First, to correct the misstatements attributed in the article to Provost Quigley, Dean Mogan, and Mr. Dunn: Members of our group have never avoided meeting with these individuals or any other administrators of BC, and we have in fact held meetings with Dean Mogan on multiple occasions, most recently when Cedrick-Michael Simmons and Chad Olle met with him just a week before the article in question was published. We invite them to produce any evidence to the contrary and to share it with us and the readers of The Heights. During the summer, we were offered a meeting with Provost Quigley with one day’s notice and were unable to make it because of other commitments. However, we immediately responded with attempts to reschedule. We of course did reschedule, and Cedrick-Michael Simmons, Sriya Bhattacharyya, and Chad Olle met with the Provost as soon as he made yourself available to us. If this is the episode to which the article referred, we ask administrators to represent it accurately in the future. Mr. Dunn is quoted as saying that our group “make[s] it seem” as though we are the “only group that wants to combat racism.” This statement is inconsistent with our public praise and thanks to multiple student and faculty groups who have taken action against institutional racism at BC, both in our recent LTE in The Heights and on our website: among them, The Heights Editorial Board, the Center for Human Rights and International Justice, Climate Justice Boston College, FACES, the Undergraduate AHANA Leadership Council, the African and African Diaspora Studies Program, the Black Law Students Association, the Graduate Students of Color Association, the Black Student Forum, the ONE movement, and the TRUTH movement. We ask him in the future to familiarize himself with our actions and institutional relationships before making public claims regarding them.
Acknowledging these errors, we are more deeply concerned about Mr.
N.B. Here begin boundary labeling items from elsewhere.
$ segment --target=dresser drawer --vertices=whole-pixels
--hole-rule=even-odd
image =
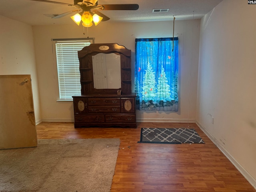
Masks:
[[[88,105],[120,106],[120,98],[89,98]]]
[[[118,113],[121,111],[120,106],[89,106],[89,113]]]
[[[106,122],[125,123],[135,122],[135,115],[105,115],[105,119]]]
[[[75,115],[75,122],[103,122],[104,115]]]

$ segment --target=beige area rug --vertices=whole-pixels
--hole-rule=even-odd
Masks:
[[[1,192],[110,192],[119,139],[44,139],[0,150]]]

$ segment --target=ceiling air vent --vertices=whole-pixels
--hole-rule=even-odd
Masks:
[[[154,9],[152,10],[152,13],[160,13],[161,12],[168,12],[169,9]]]

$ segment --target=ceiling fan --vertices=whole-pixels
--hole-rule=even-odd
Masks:
[[[137,10],[139,8],[138,4],[111,4],[98,5],[98,0],[74,0],[74,4],[49,1],[48,0],[31,0],[47,3],[55,3],[73,7],[76,9],[59,15],[53,15],[52,18],[56,19],[67,15],[77,13],[70,17],[73,20],[79,25],[82,20],[82,24],[86,27],[92,25],[92,22],[96,26],[101,21],[106,21],[110,19],[98,10]]]

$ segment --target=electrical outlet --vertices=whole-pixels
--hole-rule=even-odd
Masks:
[[[214,118],[213,117],[212,117],[212,124],[213,124],[213,123],[214,122]]]

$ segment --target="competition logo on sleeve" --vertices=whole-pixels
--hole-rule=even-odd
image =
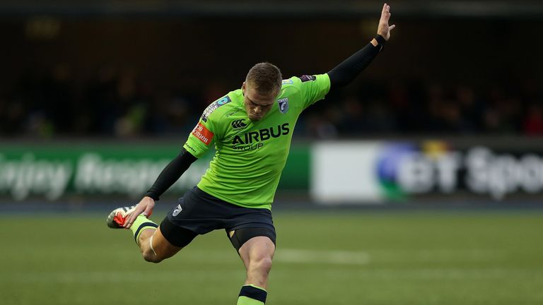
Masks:
[[[192,135],[198,138],[198,140],[201,140],[202,143],[208,145],[211,143],[213,136],[215,134],[209,129],[206,128],[202,122],[198,122],[198,125],[197,125],[196,127],[194,127],[194,129],[192,130]]]
[[[288,97],[283,97],[282,99],[277,100],[277,103],[279,104],[279,111],[282,114],[286,114],[288,111]]]
[[[305,83],[306,81],[313,81],[313,80],[317,80],[317,76],[300,76],[300,79],[302,80],[302,83]]]
[[[206,122],[207,119],[209,117],[209,115],[211,114],[211,112],[214,112],[215,109],[220,107],[221,106],[225,104],[228,104],[230,102],[232,102],[232,100],[230,99],[230,97],[226,95],[226,97],[212,102],[209,104],[209,106],[207,107],[207,108],[206,108],[205,110],[204,110],[204,114],[202,115],[202,120]]]

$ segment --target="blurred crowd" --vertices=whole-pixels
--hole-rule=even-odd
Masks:
[[[185,136],[209,103],[237,88],[205,80],[202,88],[168,86],[110,67],[87,78],[73,72],[62,65],[30,71],[4,90],[0,136]],[[296,134],[543,135],[542,89],[537,82],[517,80],[475,86],[361,76],[308,108]]]

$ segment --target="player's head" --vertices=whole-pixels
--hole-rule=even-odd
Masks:
[[[270,63],[255,64],[247,73],[241,89],[243,104],[251,121],[266,116],[281,90],[283,77],[279,68]]]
Dunn’s misrepresentation of institutional racism at BC, and Provost Quigley, Dean Mogan, and Mr. Dunn’s collective failure to address what University leaders are doing to rectify it. Mr. Dunn went so far as to state: “The supposition that BC is an institutionally racist place is a difficult argument to make. […] I think that’s a false assumption, an unfair assumption, and impugns the integrity of so many good people on this campus who’ve joined this community precisely because they’re people of good will who oppose all elements of bigotry.”
These comments do serious disservice to the BC community and the readership of The Heights if they are intended to educate these groups about the nature of institutional racism and our group’s critiques of its existence at BC. Institutional racism refers to policies and practices that systematically generate unequal outcomes in an institution for people of color, regardless of individual sentiments or intent. Given the long and well-documented history of institutional racism in the U.S., in higher education, and at BC specifically, we find it surprising that anyone could so easily dismiss its present reality in the University. This is particularly true in light of the stark inequalities in representation of people of color among the faculty, administration, and board of trustees, the open Eurocentric bias of BC’s curricula, and other indicators of racial inequity publicly documented by our group and observed by the University itself.
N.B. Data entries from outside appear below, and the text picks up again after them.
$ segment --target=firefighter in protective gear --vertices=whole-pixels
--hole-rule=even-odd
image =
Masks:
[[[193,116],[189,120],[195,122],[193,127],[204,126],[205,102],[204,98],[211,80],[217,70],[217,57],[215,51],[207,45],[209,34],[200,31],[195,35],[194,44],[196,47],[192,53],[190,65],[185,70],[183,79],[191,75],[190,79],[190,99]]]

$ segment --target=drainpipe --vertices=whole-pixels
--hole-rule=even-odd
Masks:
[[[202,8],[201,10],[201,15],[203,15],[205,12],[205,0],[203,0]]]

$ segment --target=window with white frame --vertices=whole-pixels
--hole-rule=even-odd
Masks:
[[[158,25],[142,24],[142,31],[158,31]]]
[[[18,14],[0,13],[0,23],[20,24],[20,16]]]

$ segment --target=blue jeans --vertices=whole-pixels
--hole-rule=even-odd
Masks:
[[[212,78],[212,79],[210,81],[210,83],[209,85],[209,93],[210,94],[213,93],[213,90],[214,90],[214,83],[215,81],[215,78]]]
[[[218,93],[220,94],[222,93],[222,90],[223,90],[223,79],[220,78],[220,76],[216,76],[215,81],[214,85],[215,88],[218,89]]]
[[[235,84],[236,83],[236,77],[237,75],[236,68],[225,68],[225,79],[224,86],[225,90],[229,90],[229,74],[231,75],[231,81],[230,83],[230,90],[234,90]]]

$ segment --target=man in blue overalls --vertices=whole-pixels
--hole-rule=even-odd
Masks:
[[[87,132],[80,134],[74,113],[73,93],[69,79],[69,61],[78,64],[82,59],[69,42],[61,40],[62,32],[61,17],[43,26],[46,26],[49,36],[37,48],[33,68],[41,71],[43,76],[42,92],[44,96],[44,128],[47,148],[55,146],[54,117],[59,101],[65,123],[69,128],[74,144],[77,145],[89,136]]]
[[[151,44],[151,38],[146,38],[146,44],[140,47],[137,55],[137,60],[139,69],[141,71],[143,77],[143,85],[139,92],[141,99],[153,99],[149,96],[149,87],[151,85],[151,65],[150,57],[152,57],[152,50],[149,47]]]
Critiques of institutional racism are not indictments of individual character, and, despite Mr. Dunn’s comments, our group has never intended them as such. We believe we are all implicated in the continuation of institutional racism at BC and have the choice and power to act to end its existence, as we have publicly stated in The Heights and elsewhere. Institutional racism is our collective social inheritance and our responsibility to transform. Those in positions of institutional leadership, of course, hold unique responsibility and power to make these choices, and we ask Provost Quigley, Dean Mogan, Mr. Dunn, and other administrators to do so promptly and comprehensively at BC. People of color who attend and work within the University should never have had to face inequitable and unjust conditions, here or in any of the other countless institutions in this country in which these conditions persist. Every day that they continue is unacceptable. We speak publicly and take action with these convictions in mind, and we hope that BC leadership will do the same.
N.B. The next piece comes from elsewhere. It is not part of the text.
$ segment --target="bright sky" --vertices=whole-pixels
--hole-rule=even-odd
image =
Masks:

In an effort to continue dialogue about, not simply abhoring racism, but eradicating institutional racism at BC, we invite Dean Mogan, Provost Quigley, Mr. Dunn, and any other administrators to meet with us to discuss our group’s goals and tactics. We believe this should be a public meeting, open to the campus community, that is centered on discussing what institutional racism is and strategies that have historically created material change. We challenge the notion that dialogue alone dismantles white supremacy. However, we do believe that community discussion, informed by people who actually experience marginalization, can be valuable. We look forward to working with Provost Quigley, Dean Mogan, Mr. Dunn, and other administrators on organizing and publicizing this public meeting, which we hope to hold before the end of the semester.